The talents of three of the world’s greatest storytellers – Roald Dahl, Walt Disney and Steven Spielberg – finally unite to bring Dahl’s beloved classic “The BFG” to life. Directed by Spielberg, Disney’s “The BFG” tells the imaginative story of a young girl and the Giant who introduces her to the wonders and perils of Giant Country.
"The BFG" tells the story of the relationship between and adventures of a kindly giant and the young orphan girl, Sophie, whom he abducts one night. She initially believes he wants to eat her, but he explains he had to take her because she had seen him, and the world must not know of the giants. BFG is the runt of the giants, and the only one who does not hunt and eat humans. Naturally this proves to be a big problem once the others realise he is harbouring a human "bean."
We get to know BFG as the movie progesses. We see him bullied by the larger giants. We see his big heart.
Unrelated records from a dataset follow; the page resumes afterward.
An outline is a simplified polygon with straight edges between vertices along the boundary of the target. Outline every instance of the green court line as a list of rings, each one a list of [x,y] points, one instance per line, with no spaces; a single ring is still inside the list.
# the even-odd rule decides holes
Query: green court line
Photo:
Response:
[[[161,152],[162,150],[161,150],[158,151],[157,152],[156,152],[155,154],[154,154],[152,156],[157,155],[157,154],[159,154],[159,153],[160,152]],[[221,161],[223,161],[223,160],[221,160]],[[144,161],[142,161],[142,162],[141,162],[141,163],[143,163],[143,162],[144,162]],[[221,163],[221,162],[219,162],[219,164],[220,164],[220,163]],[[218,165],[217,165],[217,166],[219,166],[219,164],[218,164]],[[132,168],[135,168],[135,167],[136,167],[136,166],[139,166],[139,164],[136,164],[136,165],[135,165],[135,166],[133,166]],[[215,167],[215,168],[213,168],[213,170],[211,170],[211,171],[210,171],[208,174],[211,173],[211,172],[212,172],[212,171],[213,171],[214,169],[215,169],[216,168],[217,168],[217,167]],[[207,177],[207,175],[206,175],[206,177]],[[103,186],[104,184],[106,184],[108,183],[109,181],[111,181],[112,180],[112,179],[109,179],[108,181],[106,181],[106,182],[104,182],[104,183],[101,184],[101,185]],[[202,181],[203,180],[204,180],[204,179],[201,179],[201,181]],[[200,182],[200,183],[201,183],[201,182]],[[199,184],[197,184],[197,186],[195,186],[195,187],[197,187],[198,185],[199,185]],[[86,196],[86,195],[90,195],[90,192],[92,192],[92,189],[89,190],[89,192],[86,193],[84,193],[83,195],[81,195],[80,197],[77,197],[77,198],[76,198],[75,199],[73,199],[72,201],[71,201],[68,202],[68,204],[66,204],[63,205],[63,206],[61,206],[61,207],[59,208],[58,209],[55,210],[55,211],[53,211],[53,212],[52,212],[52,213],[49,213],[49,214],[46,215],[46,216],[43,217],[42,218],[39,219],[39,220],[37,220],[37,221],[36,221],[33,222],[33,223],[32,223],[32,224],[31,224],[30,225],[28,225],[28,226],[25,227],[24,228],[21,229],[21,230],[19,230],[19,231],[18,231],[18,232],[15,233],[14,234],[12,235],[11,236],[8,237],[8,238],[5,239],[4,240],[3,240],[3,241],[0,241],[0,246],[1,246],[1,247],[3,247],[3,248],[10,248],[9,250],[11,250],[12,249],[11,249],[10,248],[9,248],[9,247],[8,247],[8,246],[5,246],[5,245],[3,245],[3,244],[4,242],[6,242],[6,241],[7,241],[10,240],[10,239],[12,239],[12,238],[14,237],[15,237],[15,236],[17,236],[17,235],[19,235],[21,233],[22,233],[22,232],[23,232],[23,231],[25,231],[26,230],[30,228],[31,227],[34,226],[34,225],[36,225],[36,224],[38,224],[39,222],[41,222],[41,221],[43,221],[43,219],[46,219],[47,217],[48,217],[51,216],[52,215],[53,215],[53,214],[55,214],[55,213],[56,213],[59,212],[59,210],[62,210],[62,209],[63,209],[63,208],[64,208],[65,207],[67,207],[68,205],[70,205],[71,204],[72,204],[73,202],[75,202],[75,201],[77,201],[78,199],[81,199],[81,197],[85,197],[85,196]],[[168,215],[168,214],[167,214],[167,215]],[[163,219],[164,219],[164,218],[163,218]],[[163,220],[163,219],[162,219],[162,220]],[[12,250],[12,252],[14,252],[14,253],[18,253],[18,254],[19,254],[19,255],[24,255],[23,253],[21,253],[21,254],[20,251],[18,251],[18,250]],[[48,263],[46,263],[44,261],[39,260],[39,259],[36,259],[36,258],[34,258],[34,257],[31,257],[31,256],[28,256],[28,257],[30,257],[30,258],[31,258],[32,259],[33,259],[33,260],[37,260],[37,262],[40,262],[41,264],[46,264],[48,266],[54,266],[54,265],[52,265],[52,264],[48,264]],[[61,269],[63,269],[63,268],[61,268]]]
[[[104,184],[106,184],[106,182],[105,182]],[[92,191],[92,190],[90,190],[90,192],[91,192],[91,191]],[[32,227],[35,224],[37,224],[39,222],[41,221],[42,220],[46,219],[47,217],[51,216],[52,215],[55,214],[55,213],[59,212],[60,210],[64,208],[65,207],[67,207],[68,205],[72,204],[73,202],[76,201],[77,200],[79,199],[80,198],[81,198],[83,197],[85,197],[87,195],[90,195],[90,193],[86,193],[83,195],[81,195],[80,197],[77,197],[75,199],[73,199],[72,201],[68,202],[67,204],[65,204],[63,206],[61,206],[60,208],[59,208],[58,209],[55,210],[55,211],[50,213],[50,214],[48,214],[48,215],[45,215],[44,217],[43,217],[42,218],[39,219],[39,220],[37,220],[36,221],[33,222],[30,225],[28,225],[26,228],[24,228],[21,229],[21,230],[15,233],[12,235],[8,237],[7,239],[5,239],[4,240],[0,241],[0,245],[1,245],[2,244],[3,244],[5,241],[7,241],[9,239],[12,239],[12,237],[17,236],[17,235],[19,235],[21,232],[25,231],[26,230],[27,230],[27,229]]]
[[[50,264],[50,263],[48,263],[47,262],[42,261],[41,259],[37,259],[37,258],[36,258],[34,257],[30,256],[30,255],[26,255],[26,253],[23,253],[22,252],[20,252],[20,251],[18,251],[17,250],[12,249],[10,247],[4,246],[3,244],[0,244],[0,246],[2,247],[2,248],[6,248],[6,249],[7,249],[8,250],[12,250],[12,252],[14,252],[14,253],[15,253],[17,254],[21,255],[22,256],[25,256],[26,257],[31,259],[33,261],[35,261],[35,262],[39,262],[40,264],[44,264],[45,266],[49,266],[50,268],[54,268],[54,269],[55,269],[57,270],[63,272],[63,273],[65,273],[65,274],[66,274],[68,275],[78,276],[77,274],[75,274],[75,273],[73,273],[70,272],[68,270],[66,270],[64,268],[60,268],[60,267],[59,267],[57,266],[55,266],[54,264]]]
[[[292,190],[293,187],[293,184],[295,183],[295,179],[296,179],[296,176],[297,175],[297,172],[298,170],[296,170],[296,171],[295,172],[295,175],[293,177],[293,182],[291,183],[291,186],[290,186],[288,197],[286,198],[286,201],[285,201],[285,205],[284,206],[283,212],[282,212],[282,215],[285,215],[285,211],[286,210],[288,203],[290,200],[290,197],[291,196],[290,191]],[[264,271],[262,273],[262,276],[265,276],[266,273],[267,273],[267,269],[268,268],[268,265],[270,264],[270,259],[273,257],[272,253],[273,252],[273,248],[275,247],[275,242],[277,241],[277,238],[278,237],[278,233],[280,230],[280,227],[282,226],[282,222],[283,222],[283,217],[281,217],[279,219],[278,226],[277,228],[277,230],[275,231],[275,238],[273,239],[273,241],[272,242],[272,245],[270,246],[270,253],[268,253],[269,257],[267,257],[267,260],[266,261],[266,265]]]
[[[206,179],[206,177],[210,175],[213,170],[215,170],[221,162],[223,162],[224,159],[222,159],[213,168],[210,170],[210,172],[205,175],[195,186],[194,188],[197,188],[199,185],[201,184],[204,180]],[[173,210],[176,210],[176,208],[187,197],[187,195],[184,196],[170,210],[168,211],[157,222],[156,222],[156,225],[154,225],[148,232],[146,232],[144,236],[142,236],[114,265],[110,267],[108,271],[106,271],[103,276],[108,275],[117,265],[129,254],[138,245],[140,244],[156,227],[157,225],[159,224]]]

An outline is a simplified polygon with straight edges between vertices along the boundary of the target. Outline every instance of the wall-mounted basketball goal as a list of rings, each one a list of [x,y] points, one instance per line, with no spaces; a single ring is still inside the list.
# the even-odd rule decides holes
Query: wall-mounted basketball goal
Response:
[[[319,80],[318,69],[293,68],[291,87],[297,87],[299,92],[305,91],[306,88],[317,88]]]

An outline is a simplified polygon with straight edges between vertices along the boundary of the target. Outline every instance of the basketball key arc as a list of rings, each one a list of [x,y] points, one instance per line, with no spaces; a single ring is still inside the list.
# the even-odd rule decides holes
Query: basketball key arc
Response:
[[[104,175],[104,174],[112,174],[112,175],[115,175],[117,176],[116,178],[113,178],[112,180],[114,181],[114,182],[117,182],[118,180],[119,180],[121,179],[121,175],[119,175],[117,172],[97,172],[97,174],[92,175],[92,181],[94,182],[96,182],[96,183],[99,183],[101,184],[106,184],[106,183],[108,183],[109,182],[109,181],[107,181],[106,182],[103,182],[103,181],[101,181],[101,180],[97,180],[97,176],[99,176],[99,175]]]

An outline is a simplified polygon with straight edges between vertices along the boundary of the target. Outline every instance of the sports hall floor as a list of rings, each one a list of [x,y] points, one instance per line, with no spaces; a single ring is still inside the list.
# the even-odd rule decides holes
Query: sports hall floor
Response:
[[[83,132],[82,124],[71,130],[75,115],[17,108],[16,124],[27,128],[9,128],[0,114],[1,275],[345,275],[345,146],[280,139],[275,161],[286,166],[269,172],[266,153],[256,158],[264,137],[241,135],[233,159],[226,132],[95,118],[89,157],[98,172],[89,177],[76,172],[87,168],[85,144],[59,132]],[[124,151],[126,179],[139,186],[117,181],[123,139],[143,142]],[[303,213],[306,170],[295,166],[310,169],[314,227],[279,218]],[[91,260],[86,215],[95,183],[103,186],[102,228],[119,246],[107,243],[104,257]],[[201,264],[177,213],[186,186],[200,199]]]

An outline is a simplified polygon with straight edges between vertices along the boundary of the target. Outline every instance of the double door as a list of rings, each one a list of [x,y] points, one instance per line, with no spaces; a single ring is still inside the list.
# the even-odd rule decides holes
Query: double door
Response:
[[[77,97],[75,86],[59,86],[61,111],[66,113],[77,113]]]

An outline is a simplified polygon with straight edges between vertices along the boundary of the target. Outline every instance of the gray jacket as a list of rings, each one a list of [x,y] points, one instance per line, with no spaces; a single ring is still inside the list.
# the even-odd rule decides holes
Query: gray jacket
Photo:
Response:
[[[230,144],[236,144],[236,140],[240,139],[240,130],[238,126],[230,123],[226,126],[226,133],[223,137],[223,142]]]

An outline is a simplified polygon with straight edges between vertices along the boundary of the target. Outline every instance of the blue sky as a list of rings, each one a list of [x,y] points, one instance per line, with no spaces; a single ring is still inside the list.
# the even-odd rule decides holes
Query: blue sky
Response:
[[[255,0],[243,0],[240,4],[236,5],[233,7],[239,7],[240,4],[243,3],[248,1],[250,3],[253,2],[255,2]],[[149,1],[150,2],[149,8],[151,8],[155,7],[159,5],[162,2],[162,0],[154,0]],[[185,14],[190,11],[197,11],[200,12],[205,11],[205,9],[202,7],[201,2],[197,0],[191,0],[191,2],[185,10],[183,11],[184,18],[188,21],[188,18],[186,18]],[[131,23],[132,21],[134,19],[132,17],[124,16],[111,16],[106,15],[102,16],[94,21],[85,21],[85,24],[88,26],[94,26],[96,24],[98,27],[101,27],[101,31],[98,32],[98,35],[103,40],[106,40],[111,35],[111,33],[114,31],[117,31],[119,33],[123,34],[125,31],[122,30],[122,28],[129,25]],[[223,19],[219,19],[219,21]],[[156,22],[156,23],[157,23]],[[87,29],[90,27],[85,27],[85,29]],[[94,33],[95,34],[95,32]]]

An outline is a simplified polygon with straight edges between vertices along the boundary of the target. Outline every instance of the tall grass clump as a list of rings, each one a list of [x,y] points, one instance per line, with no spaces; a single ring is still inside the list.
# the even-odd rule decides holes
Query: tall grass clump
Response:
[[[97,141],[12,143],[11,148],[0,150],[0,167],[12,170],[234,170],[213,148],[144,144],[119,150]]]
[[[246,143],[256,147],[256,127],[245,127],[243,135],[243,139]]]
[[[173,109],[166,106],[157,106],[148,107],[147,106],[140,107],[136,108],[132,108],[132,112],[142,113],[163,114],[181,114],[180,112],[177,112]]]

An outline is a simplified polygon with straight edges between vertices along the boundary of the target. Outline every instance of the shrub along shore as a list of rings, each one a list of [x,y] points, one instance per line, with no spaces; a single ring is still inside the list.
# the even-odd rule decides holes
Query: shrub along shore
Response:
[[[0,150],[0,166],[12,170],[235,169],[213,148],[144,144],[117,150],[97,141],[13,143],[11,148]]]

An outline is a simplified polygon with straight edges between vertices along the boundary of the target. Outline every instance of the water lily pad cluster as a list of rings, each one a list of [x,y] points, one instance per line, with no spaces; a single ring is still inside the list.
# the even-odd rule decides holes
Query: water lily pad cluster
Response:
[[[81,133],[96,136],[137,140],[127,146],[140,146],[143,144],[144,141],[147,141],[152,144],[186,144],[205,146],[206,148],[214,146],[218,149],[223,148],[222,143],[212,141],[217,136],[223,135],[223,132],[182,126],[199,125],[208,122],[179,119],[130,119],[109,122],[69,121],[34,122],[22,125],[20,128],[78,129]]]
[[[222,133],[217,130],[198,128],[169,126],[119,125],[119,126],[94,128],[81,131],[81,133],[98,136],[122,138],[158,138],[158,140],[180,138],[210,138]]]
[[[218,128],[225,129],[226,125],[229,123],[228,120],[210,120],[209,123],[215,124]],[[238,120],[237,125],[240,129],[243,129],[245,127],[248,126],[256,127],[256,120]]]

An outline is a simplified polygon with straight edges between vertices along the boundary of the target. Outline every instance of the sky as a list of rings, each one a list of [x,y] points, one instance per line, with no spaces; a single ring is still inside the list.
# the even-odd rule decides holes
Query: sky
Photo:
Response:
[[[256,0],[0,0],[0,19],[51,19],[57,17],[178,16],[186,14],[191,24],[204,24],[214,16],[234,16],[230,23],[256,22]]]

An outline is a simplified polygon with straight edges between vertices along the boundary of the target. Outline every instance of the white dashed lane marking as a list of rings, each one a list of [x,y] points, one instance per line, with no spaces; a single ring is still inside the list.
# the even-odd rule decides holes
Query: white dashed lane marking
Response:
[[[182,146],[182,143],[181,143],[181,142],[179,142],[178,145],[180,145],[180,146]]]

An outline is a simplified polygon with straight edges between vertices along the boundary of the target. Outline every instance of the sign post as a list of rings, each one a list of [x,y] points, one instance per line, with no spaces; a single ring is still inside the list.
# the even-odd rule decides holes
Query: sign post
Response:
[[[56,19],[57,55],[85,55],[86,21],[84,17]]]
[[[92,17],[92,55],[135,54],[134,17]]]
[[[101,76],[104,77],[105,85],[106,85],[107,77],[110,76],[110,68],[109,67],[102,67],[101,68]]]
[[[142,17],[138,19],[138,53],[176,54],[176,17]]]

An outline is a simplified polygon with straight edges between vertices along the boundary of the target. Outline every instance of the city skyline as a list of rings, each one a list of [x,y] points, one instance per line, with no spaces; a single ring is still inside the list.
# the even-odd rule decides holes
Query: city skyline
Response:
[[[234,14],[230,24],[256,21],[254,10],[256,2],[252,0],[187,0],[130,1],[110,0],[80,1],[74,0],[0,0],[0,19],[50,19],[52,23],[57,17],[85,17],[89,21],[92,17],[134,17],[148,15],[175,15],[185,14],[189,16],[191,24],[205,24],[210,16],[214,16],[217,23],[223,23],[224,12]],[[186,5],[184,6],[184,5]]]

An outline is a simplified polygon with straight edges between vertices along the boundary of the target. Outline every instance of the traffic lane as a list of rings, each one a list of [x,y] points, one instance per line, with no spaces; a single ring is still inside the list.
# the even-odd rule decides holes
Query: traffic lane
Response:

And we see him get to know himself a little better as well, and what he is actually capable of achieving.
As things get more desperate with the giants and their hunt, Sophie hatches a plan and has to convince BFG to make himself known to the only human in England who can help them - the Queen herself. The sequences in the castle are perhaps the best and funniest of the movie, and include quite a few jokes for the grown-ups. And there's fart jokes, so that's there for the kids :)
"The BFG" combines live action and digital, and the technology is truly amazing. BFG looks so real, and nothing is lost in the digital translation of his facial expressions and his eyes. It's easy to forget that you are looking at the digital interpretation of the actor.
Disclosure: Boo and I received complimentary access to a preview screening of this movie for review purposes. No financial compensation was received. All opinions on this blog, as always, remain my own, or those of my family.